I was so fortunate to have joined a facebook support group for individuals with Multiple Endocrine Neoplasia Type 1. I posted a question on the wall seeking a reference for an endocrinologist specializing in MEN1 in the Houston area. I got several responses including one that directed me to a doctor at MDAnderson Cancer Center. To clarify, I do not have cancer, but tumors develop and they are not treated then they can become cancerous and individuals with my condition tend to have a higher cancer risk. Their endocrine department has a team of physicians, physician assistants, and genetic counselors that specialize in this condition and follow over 100 families. I called and scheduled an appointment as soon as possible before our new health insurance policy started.
My appointments were scheduled for 2 days back to back during the first week of school. I protested and begged for any other week or time but it was not possible and you don't exactly blow off MDAnderson when you get an appointment. So I took a day and half off and prepared for them to run tests and tell me it was time for another parathyroidectomy. I've had them removed twice in the last 10 years so why not a third, right
I showed up for my appointments and met with a scheduler. They handed me an itinerary for all my appointments. I looked over it and noticed my appointment times had changed and they added a third day of appointments. My eyes bugged out, and I began to plead my case as a middle school teacher who is already leaving her 8th graders at the mercy of a sub, or vice versa. It did not work, and I realized I had to take it or leave it. I took it. I completed all the first day appointments and headed back to work when I was done and explained I would have to take 3 full days and not just one and a half and begin preparing for the second and third day of lessons for the sub.
After all was said and done, I had an MRI of the thymus gland, pancreas and brain. Blood work to check hormone levels particularly gastrin, insulin, PTH and calcium.

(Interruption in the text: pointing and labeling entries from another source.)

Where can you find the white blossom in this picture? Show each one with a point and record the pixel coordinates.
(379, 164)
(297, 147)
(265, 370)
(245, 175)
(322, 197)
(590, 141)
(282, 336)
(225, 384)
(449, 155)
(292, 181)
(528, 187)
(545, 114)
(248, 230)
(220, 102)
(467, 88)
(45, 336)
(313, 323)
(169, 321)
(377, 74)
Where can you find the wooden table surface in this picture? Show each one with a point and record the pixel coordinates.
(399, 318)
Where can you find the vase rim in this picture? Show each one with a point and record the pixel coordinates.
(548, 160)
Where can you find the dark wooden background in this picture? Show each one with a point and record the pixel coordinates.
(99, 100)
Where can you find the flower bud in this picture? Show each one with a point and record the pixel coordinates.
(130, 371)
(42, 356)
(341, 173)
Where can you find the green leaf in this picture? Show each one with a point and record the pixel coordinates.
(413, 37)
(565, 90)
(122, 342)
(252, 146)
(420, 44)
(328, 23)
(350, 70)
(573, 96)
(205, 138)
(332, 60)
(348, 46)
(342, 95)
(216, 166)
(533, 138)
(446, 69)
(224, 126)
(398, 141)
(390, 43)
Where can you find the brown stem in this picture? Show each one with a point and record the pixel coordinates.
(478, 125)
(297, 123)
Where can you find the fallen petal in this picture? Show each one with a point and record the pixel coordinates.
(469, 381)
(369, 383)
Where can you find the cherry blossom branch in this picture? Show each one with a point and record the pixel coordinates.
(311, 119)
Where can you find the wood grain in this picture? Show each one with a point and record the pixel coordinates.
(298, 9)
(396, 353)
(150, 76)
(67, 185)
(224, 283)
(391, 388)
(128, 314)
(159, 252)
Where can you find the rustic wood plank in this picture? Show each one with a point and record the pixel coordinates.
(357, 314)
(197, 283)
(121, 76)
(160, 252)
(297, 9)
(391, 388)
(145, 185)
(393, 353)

And met with doctor and genetic counselor. Everything went well and nothing abnormal appeared.
The hardest part was the appointment with the genetic counselor to discuss my greatest fears and concerns and options. Even thought this was difficult, I left with information and options in regards to children. She shared with me that some couples have gone through Pre-implantation Genetic Diagnosis of embryos and then in-vitro. Some couples even compiled a report somewhat like a cost analysis that was submitted to insurance to compare the cost if they were to pay for PGD and in-vitro versus having to cover and pay for the treatments of a child with MEN1 until they were 25. She knew of one couple that was successful, so that gave me hope to possible try the same. Not that MEN1 is a death sentence and worst thing ever, but I just would not want my child to worry about this and have the expenses associated with this condition for the rest of their life. It's worth trying.

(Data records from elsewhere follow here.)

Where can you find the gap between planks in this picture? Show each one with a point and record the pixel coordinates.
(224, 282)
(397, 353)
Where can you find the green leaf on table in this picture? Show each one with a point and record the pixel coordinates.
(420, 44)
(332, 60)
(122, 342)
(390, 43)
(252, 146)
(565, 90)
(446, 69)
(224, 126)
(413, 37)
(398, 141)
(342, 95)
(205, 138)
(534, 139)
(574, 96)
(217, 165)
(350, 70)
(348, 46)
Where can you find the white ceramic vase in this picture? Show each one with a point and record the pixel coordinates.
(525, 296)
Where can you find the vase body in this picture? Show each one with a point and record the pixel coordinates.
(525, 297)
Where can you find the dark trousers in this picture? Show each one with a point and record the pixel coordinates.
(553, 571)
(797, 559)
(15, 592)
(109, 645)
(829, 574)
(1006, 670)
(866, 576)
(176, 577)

During this week, I also scheduled my hysteroscopy and HSG procedure in September for us to continue with trying to conceive. If the results turn out that in-vitro is the best option for us, then it will push us toward working with insurance to cover PGD along with in-vitro.

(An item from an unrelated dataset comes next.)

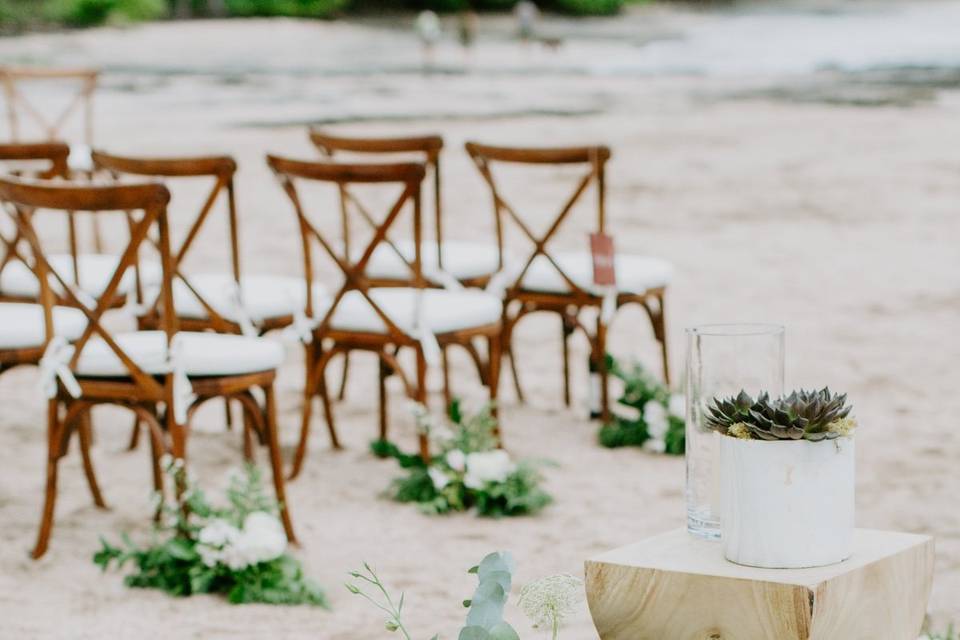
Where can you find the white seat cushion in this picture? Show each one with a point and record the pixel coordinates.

My biggest relief is knowing I do not have another surgery ahead of me. This was something NEW that was actually welcome. I had my last surgery only 5 years after the first procedure. It had been over 5 years since the second, so naturally I had expected it would be the same situation and time to go back in and take out more parathyroid. Now I can relax for a year or so until we perform tests again next year. My focus can be on creating a NEW addition to our family. I guess that's one thing NEW I am looking forward to.